To consider the individual characteristics of the players on an particular team, I built a Monte Carlo simulation of seven offensive innings. The first study I can do with this simulation is evaluate the average runs scored by a team in a game based on a particular batting order.

I can specify a batting order and run the simulation for any number of seven inning games. For each game, I record the simulated number of runs in the game. I can find the average number of runs in a game for the batting order and a 95% confidence interval around the average. That is, 19 out of 20 times, the simulated average number of runs will be between the lower bound and upper bound of the confidence interval.

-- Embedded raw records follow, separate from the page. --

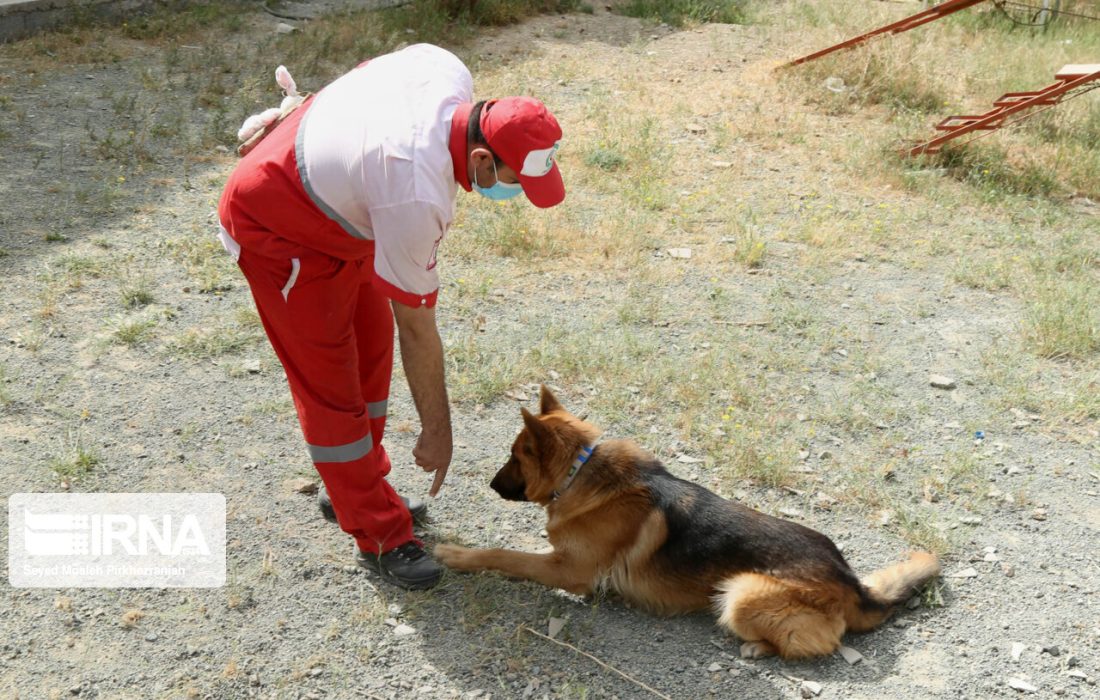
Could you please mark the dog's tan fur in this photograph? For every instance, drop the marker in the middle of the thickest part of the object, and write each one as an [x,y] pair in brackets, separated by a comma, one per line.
[781,588]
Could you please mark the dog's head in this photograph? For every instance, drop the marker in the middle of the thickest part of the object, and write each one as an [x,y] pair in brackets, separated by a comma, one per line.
[542,452]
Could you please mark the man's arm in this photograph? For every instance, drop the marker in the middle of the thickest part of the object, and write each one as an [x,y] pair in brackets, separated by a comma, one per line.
[422,359]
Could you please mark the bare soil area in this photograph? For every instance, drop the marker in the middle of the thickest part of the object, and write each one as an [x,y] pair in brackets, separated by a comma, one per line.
[132,361]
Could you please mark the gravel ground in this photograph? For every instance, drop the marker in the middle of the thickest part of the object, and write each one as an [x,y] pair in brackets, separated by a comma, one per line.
[296,620]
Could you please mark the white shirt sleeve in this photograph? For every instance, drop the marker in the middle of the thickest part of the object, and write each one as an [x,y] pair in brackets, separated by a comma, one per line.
[406,241]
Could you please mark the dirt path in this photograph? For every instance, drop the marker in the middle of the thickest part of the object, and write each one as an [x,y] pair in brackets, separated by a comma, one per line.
[847,340]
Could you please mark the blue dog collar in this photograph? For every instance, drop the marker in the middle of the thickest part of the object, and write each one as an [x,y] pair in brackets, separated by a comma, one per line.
[575,467]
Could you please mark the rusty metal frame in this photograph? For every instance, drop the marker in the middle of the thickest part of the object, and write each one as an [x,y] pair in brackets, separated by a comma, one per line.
[897,28]
[1069,78]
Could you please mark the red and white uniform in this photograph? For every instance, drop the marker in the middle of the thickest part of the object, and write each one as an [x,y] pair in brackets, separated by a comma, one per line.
[339,209]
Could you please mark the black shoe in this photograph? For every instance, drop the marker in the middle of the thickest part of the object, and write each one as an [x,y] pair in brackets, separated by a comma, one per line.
[407,566]
[417,507]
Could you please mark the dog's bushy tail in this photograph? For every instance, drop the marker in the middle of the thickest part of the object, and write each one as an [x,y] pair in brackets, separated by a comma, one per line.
[889,587]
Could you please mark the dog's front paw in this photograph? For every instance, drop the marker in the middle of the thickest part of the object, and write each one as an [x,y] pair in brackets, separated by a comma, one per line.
[757,649]
[452,556]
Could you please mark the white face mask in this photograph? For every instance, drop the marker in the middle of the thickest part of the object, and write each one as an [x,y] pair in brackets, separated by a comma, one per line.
[499,190]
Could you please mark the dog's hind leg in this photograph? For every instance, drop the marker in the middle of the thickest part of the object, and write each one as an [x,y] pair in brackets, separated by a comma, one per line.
[778,616]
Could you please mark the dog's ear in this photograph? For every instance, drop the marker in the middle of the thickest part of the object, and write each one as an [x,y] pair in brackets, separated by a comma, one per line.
[547,401]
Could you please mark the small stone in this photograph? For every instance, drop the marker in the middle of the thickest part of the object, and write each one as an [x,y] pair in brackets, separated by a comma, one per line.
[1021,685]
[942,382]
[300,484]
[969,572]
[554,627]
[850,655]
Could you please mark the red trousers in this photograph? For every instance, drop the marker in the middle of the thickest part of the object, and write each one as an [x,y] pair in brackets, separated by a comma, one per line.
[332,331]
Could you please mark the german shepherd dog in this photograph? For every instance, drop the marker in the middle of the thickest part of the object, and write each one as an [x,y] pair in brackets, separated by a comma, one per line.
[620,521]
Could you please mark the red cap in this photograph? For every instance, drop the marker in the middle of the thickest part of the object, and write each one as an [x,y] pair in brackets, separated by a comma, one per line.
[526,135]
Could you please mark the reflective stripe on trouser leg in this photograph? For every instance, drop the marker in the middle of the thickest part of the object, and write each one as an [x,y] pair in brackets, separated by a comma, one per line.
[315,332]
[375,354]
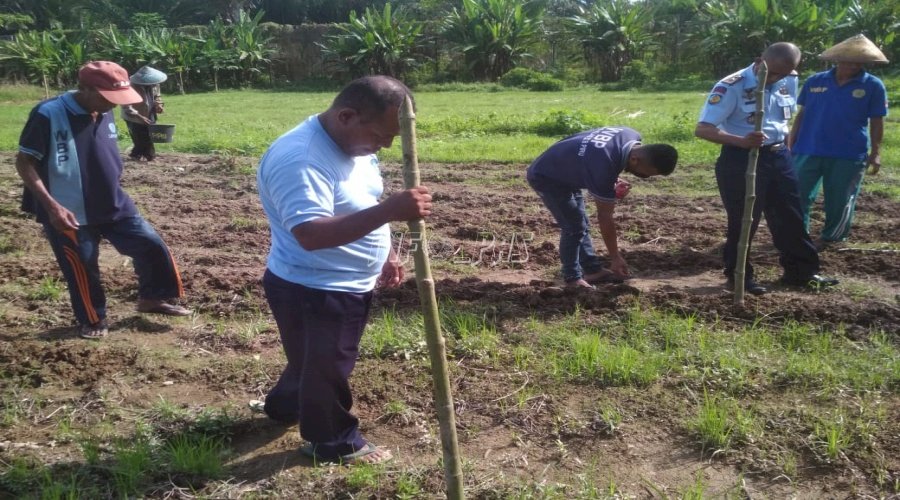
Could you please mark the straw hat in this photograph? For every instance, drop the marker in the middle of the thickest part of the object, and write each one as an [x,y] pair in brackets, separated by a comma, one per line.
[858,49]
[148,76]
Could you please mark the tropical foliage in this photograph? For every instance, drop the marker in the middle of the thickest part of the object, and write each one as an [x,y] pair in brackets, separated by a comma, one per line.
[493,35]
[382,42]
[213,43]
[613,34]
[193,56]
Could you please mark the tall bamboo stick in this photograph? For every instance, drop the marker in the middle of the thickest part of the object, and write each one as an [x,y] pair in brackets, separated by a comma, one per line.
[443,400]
[762,72]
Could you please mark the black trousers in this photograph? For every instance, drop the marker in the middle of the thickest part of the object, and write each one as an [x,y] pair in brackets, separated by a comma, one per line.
[778,197]
[320,332]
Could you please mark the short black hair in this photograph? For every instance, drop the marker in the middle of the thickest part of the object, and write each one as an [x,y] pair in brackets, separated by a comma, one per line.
[663,157]
[785,52]
[371,95]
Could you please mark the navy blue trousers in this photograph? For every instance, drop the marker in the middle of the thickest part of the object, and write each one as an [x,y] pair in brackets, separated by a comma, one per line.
[77,253]
[320,332]
[778,197]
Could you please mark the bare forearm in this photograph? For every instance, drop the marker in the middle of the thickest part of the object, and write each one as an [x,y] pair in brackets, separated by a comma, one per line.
[329,232]
[608,231]
[26,166]
[876,133]
[795,129]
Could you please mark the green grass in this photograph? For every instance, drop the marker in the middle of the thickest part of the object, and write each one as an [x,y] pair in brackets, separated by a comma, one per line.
[196,456]
[506,126]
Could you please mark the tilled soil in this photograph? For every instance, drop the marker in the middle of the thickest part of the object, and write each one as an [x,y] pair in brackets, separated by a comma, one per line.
[492,245]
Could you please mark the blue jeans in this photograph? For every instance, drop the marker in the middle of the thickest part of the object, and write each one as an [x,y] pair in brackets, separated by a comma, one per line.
[320,332]
[77,253]
[576,252]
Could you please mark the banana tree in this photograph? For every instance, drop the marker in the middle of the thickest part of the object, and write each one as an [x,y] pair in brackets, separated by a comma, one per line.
[494,35]
[612,33]
[252,45]
[375,43]
[37,55]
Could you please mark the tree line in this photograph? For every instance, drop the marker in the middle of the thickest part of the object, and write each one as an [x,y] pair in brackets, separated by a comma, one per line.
[210,43]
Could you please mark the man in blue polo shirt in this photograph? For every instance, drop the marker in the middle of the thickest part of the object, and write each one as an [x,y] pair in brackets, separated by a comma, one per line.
[320,185]
[70,165]
[727,119]
[830,139]
[593,160]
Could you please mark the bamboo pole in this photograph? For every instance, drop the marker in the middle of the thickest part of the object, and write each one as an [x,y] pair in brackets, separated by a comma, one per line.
[762,72]
[443,399]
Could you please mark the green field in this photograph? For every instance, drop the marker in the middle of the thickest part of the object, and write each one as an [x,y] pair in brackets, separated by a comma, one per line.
[510,126]
[656,391]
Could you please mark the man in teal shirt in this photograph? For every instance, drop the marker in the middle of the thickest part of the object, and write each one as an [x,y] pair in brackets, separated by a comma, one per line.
[830,138]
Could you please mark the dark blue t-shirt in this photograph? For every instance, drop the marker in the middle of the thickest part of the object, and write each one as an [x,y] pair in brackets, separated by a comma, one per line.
[100,166]
[589,160]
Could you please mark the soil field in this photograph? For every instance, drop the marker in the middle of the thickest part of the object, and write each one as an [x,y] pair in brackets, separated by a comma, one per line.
[523,433]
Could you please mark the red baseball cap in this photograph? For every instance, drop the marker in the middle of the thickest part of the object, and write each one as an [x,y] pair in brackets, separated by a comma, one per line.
[110,80]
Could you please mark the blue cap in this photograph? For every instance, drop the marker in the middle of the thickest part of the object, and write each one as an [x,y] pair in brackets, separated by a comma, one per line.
[148,76]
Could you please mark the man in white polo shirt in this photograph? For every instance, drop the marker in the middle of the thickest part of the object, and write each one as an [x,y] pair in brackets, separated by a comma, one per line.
[320,185]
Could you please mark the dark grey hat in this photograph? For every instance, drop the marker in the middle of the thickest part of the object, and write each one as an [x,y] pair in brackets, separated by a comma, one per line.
[148,76]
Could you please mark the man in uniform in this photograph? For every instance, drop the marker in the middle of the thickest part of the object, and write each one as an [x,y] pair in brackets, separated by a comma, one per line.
[829,139]
[727,119]
[593,160]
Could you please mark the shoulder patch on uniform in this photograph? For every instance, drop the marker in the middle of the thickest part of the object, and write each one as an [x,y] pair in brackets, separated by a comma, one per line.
[732,79]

If I run the simulation for two batting orders, I can determine if the difference in the average number of runs between the two batting orders is statistically significant.

I used data from the 2012 season.
 
Consider two batting orders which I will call batting order 1 and 2.

By running batting order 1 through 10 seasons of 20 games, I obtained the following results for runs per game.

Lower Bound       Average                Upper Bound
6.188                   6.919                    7.651

In batting order 2, only the last batter in the order was changed. 
 
Batting order 2 produced the following results for 10 seasons of 20 games.
Lower Bound        Average                Upper Bound
5.920                    6.500                    7.079

Batting order 1 looks somewhat better than batting order 2 because it has a higher average number of runs per game.

However, the two confidence intervals overlap. Therefore based on 10 seasons of 20 games, I cannot say that the difference in the average number of runs per game is statistically significant. That is, the average for batting order 1 may be larger than batting order 2 by random chance. To say that batting order 1 is better than batting order 2 with statistical significance, the lower bound of the confidence interval for batting order 1 would have to larger than the upper bound of batting order 2. I can get this result by taking a larger sample of seasons (that is, simulating more seasons).

Below is a table that shows the lower bound of batting order 1 and the upper bound of batting order 2 for varying number of 20 game seasons.

Seasons    Batting Order 1    Batting Order 2    Difference Statistically Significant
                  Lower Bound        Upper Bound
20              6.289                    6.454                                    No
30              6.296                    6.407                                    No
40              6.234                    6.237                                    No
50              6.288                    6.206                                    Yes

So it takes at least 50 seasons before the difference turns out to be statistically significant.

The major result is that Monte Carlo simulation can be used to evaluate based on statistically significance whether one batting order is better than another.